AI companies scraped billions of personal data records from the public internet for model training without consent, triggering $50M+ in settlements and lawsuits alleging violations of privacy rights for hundreds of millions of people
technologytechnology0 views
Major AI companies systematically scraped personal information -- including photos, social media posts, private messages, and biometric data -- from the public internet to train large language models and facial recognition systems without obtaining consent from the hundreds of millions of individuals whose data was collected. Clearview AI scraped over 30 billion facial images from social media platforms.
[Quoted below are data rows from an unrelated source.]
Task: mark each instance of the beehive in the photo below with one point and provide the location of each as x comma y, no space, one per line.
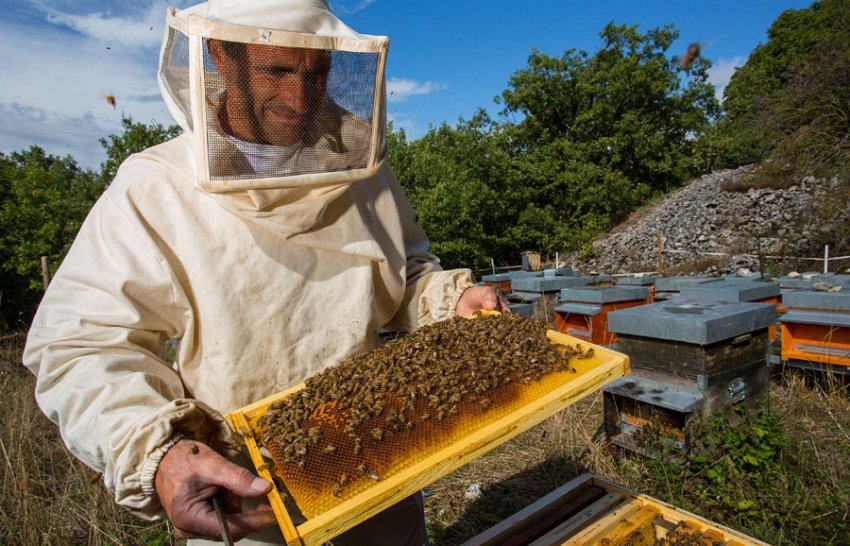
361,436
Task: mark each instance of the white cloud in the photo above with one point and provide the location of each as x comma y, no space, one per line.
55,89
349,7
142,31
721,73
22,127
400,89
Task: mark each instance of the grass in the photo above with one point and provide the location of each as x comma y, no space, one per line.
49,497
779,475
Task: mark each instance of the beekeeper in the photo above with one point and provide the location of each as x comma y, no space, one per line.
270,239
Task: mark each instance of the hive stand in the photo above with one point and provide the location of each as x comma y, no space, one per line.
816,331
585,312
592,510
500,281
547,288
690,359
647,281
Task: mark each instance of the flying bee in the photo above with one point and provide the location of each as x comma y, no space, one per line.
691,55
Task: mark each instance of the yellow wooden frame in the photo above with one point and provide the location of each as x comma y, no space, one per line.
593,374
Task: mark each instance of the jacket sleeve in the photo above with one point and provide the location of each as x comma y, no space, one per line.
431,293
94,347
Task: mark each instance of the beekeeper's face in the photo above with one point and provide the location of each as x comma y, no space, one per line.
272,93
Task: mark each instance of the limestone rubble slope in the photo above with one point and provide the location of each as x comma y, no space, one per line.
709,228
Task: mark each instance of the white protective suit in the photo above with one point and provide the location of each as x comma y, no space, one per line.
264,282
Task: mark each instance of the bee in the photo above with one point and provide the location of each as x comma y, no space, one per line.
691,55
343,481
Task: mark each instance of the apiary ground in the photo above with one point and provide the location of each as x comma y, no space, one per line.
363,421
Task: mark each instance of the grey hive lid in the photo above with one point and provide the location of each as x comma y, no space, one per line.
835,301
692,321
546,284
637,281
823,318
604,294
674,284
731,290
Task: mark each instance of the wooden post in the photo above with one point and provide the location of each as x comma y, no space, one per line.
825,259
45,272
660,260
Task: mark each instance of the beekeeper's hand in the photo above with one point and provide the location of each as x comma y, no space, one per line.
477,298
189,475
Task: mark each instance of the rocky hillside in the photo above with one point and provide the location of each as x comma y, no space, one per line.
722,222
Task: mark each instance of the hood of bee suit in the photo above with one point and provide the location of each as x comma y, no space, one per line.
284,104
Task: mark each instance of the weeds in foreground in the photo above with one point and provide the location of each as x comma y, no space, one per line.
47,496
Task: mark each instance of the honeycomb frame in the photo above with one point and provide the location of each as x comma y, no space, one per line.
590,375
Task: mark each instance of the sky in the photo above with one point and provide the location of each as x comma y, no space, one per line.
447,59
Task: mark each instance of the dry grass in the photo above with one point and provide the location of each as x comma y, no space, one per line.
808,499
48,497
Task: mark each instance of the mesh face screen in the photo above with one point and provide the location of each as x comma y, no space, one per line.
277,111
175,71
376,414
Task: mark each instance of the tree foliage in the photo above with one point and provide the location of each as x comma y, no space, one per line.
43,202
791,101
583,140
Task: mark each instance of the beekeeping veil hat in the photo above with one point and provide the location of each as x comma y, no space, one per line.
284,102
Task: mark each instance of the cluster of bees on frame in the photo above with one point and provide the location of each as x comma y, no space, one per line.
430,376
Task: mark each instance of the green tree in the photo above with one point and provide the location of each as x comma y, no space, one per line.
791,101
134,138
454,177
43,200
595,136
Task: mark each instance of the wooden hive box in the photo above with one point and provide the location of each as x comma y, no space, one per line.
455,448
592,510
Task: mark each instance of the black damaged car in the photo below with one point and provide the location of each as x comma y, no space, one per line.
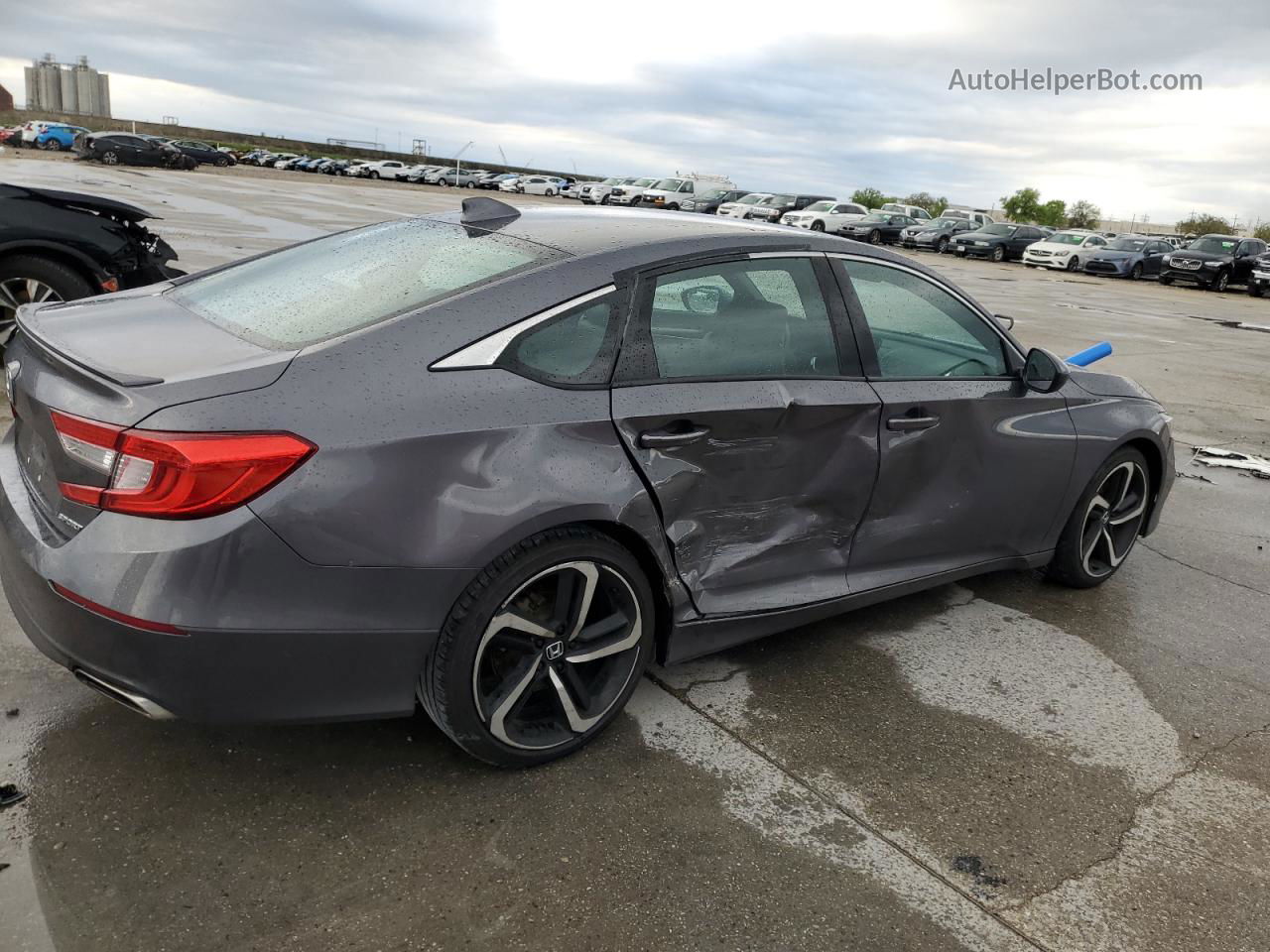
64,245
1213,262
OpenAI faces class action allegations of using 'stolen private information, including personally identifiable information, from hundreds of millions of internet users, including children.' LinkedIn is accused of harvesting private messages to train AI models. Why it matters: individuals who posted content on social media never consented to having their data used for AI training, so their personal information, writing styles, faces, and private communications are permanently embedded in commercial AI models, so there is no mechanism to remove an individual's data once it has been incorporated into model weights, so the right to be forgotten is technically impossible to exercise against trained AI models, so people are being forced to choose between participating in online life and having their personal data conscripted into commercial AI products. The structural root cause is that existing privacy laws were written before large-scale AI training existed and do not clearly define whether publicly accessible data can be scraped and used for machine learning purposes, creating a legal gray zone that AI companies exploit by arguing that public availability implies consent to any use.
Evidence
Clearview AI settled for $50 million (June 2024) after scraping billions of facial images from Facebook, Venmo, and other sites. PM v. OpenAI LP (filed June 2024, San Francisco federal court) alleges OpenAI used personal data from hundreds of millions of users including children. LinkedIn class-action lawsuit (2025) alleges harvesting of private messages for AI training. Reddit sued Perplexity AI, SerpApi, Oxylabs, and AWMProxy (October 2024) for industrial-scale scraping using false identities and proxy techniques. Facebook/Meta settled with Texas for $1.4 billion (July 2024) over non-consensual biometric data collection via Tag Suggestions. Canadian news outlets sued OpenAI (November 2024) in Ontario Superior Court. CNIL (France) issued guidance on web scraping for AI training data collection. Sources: Troutman Pepper Locke, American Bar Association, The Lyon Firm, California Law Review, CNIL.